Why Disney’s New Shanghai Park Is Its Most Ambitious Yet

The Walt Disney Company seems to have spared no expense in building its sixth theme park which opened on June 16 2016 in Shanghai, China after a decade of planning and five years of construction. The $5.5-billion Shanghai Disneyland is a colossal 963-acre park three times larger than Hong Kong Disneyland and anchored by the tallest castle in any Disney theme park. The joint venture with China-based Shanghai Shendi Group, which owns 57% of the park, is the glitziest in a spate of entertainment firms rushing to establish themselves in the world’s most populous nation, one run by a regime that increasingly views entertainment as a vital component of its soft power.

The meticulously orchestrated opening was done in June 16, 2016.

As well as a massive financial investment, Disney’s new park relies on technology the company hopes will augment all its parks. Shanghai Disneyland was designed by Walt Disney Imagineering (WDI) using Building Information Modeling (BIM), a 3D model-based process of designing everything from the Steamboat Willie entrance fountain to Roarin Mountain. Imagineers—Disney’s term of art for its enginneers—were able to couple these 3D models with tablets on site, while using the latest virtual reality headsets and DISH (Digital Immersive Showroom) technology to share their progress.

According to Mark Mine, creative technology executive at WDI’s Creative Technology Studio, DISH allowed imagineers to work across locations from Shanghai to Glendale, California and Orlando. The large white rooms work with projectors and 3D glasses, allowing multiple people to experience rides, attractions, and hotel rooms before construction even began in 2011. “We link our DISH’s together, which is also very important because as an international company we can load up a model in Orlando and have people walk through it simultaneously in Shanghai,” Mine said. “It allows us to do reviews across multiple sites. And that’s something that we’re going to continue to push and develop.”

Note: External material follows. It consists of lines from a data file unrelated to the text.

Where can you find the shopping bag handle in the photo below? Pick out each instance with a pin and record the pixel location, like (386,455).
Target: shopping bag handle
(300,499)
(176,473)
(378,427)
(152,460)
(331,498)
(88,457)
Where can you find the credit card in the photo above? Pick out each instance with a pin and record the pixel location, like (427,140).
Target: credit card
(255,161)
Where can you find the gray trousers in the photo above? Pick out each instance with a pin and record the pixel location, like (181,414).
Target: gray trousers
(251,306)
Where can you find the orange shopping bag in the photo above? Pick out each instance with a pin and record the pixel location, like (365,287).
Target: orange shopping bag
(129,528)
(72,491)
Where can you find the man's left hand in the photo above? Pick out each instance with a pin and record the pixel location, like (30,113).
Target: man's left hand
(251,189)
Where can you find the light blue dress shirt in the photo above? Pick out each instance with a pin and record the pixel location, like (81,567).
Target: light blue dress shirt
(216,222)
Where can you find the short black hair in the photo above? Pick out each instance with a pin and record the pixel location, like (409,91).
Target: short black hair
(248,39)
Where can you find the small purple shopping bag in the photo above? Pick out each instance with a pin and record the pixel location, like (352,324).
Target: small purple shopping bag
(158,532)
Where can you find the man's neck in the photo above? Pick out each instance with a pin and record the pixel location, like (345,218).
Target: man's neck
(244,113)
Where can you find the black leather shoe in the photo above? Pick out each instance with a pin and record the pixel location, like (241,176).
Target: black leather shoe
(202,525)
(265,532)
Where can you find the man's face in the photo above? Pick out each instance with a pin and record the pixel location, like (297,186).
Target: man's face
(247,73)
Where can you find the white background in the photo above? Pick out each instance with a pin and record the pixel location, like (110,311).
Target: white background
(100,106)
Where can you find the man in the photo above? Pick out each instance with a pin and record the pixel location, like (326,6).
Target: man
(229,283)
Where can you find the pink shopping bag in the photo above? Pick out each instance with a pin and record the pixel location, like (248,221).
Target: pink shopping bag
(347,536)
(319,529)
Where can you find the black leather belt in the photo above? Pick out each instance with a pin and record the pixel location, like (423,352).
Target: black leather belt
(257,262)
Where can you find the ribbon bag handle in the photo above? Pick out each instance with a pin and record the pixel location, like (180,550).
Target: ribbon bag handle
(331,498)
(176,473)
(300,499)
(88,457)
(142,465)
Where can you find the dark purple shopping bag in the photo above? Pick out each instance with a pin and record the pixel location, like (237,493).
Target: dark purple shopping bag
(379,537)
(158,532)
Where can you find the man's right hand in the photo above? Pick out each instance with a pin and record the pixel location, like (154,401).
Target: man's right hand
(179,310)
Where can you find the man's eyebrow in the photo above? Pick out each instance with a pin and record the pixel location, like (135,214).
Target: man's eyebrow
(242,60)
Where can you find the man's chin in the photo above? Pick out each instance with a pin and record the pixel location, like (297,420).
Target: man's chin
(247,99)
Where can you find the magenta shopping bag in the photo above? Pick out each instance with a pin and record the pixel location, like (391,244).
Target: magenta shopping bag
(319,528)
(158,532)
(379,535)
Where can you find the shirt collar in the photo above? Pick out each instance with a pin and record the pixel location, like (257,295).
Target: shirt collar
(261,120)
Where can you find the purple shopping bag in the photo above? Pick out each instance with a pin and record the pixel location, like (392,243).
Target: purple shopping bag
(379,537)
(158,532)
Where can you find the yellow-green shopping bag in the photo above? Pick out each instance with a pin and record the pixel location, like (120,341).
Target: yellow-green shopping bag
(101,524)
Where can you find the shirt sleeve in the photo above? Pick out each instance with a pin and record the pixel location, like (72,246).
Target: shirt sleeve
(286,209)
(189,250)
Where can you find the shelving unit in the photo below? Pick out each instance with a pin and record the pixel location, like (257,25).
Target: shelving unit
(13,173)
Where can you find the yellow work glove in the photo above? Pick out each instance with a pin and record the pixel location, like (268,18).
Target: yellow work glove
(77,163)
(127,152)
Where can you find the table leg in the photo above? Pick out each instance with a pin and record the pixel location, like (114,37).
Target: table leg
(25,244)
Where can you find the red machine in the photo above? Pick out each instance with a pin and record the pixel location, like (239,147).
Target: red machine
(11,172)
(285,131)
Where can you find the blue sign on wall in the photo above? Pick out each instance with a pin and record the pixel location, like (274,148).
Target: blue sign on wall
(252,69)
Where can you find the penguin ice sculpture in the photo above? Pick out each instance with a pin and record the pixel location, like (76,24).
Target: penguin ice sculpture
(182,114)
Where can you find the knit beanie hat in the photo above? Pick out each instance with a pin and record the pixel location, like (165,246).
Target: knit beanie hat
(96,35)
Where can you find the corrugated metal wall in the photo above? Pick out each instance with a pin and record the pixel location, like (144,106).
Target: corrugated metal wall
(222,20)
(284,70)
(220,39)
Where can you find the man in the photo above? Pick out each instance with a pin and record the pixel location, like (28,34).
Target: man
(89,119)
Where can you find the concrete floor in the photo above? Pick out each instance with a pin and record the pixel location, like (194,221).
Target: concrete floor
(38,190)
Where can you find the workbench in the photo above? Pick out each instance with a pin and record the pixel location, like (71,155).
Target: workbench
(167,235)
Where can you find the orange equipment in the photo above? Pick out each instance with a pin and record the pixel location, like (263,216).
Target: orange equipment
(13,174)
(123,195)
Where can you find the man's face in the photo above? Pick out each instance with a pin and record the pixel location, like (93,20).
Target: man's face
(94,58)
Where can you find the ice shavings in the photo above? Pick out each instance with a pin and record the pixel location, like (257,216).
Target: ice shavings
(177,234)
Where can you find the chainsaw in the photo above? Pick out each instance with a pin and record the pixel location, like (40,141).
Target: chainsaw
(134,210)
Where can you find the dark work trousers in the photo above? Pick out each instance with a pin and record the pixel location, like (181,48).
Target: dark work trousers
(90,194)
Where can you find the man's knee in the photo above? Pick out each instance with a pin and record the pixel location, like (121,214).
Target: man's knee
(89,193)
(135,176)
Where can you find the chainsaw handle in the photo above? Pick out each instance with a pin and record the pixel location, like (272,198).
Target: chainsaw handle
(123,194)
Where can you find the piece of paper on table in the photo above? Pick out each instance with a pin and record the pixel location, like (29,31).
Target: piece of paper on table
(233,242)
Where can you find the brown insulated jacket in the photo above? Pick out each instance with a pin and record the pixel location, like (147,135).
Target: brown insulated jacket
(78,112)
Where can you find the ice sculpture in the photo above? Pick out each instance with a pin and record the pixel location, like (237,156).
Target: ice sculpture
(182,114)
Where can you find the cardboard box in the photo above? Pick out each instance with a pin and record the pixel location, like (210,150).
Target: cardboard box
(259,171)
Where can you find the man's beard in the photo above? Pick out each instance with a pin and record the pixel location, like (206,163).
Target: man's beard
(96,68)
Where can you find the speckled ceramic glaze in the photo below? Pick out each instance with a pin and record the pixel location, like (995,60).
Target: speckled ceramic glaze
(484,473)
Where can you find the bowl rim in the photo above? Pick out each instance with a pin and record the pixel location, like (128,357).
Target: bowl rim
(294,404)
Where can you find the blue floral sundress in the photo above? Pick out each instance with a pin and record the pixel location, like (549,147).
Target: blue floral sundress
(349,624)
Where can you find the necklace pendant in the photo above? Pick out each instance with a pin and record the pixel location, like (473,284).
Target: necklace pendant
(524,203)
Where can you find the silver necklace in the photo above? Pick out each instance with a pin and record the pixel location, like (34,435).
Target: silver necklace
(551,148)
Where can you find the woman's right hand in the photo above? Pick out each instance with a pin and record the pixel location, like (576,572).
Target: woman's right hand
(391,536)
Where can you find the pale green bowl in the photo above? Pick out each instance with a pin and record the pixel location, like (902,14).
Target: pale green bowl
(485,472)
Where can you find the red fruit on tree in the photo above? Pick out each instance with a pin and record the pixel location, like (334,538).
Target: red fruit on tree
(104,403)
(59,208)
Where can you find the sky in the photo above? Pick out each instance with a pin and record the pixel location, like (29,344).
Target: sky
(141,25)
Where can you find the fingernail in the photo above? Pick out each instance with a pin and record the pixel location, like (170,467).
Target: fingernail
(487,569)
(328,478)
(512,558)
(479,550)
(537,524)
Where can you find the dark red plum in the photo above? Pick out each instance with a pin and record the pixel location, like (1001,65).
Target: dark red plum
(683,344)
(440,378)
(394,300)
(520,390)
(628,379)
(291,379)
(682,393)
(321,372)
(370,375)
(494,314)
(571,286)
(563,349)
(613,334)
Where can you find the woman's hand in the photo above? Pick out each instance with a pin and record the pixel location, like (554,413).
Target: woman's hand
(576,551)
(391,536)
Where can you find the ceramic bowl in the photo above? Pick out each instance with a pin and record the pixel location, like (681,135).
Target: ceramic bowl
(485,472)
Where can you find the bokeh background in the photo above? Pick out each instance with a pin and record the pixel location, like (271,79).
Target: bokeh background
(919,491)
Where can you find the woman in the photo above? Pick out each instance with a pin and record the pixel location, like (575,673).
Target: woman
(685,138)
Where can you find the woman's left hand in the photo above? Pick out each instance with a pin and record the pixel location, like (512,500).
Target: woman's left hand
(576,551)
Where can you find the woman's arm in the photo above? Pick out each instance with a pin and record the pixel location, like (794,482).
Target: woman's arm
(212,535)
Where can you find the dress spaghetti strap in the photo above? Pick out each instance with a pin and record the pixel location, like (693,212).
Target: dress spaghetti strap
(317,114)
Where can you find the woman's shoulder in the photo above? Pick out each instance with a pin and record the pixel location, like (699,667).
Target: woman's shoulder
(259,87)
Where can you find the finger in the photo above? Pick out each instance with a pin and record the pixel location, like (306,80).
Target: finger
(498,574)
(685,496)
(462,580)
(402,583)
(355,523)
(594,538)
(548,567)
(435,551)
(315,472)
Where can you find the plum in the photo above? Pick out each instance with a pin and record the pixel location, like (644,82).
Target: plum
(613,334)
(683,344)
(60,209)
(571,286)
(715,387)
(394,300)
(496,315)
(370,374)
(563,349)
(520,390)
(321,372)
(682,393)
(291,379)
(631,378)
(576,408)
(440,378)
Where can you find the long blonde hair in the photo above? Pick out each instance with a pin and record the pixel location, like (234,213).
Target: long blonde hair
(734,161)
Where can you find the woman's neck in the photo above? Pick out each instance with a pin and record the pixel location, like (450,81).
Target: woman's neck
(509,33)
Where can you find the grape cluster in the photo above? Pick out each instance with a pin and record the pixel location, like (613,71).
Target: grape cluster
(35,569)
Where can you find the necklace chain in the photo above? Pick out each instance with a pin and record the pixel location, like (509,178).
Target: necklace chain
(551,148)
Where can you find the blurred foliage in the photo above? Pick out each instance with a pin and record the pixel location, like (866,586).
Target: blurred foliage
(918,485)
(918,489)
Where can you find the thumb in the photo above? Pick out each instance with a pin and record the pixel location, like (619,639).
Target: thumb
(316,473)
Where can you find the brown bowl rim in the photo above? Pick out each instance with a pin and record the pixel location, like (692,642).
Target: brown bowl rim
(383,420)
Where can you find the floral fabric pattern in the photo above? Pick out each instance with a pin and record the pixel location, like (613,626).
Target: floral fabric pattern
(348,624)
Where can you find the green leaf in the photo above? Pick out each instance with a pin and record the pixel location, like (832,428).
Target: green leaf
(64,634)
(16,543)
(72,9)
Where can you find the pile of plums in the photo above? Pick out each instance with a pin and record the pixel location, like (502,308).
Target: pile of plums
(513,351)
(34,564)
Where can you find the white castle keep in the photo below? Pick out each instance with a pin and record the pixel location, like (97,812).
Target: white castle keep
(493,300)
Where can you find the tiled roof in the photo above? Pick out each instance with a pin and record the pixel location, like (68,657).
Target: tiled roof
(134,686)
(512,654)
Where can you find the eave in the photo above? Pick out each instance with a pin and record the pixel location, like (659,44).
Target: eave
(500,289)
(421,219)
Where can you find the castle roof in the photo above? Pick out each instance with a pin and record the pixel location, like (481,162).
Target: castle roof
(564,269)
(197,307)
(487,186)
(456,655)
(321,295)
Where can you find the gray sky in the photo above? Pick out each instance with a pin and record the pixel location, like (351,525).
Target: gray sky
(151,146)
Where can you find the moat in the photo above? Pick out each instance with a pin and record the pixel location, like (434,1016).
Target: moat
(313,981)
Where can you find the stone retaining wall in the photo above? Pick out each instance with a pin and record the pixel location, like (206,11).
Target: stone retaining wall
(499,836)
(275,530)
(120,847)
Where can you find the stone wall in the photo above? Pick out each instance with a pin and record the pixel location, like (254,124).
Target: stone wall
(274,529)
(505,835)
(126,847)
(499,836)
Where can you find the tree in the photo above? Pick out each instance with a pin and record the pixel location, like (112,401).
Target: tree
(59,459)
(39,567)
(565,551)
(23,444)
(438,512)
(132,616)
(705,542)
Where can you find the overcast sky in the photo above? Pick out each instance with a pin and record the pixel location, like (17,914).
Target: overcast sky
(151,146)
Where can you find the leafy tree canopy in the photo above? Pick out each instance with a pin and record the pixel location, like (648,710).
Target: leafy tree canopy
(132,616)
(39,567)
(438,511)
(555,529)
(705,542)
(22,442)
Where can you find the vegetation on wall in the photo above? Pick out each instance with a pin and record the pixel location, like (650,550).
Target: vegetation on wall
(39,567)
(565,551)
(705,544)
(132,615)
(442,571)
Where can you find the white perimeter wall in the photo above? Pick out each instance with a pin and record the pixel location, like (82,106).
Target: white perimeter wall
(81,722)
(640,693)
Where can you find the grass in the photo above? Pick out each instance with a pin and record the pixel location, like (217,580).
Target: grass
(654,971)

Disney’s first theme park in mainland China is divided into six lands: Fantasyland, Treasure Cove, Tomorrowland, Gardens of Imagination, Adventure Isle, and Mickey Avenue.

Towering 196.8 feet above Fantasyland is the park’s Enchanted Storybook Castle, which includes retail, dining, and theatrical spaces, as well as two attractions. It’s home to Once Upon a Time, an indoor, walk-through exhibit of all the Disney Princesses that blends dioramas with screens displaying classic Disney animation. The Voyage to the Crystal Grotto boat ride travels through Fantasyland and underneath the castle for its finale, which features music and animation from films such as The Little Mermaid, Aladdin, Mulan, and Beauty and the Beast.


Fantasyland, the largest land in the park, is also home to the Seven Dwarfs Mine Train roller coaster, the Peter Pan’s Flight dark ride, and the Hundred Acre Wood with Winnie the Pooh dark ride (all of which are also in the Orlando Magic Kingdom). The outdoor, walk-through Alice in Wonderland Maze is home, no wonder, to characters such as the Cheshire Cat, the Red Queen, and others from the films set within a leafy labyrinth.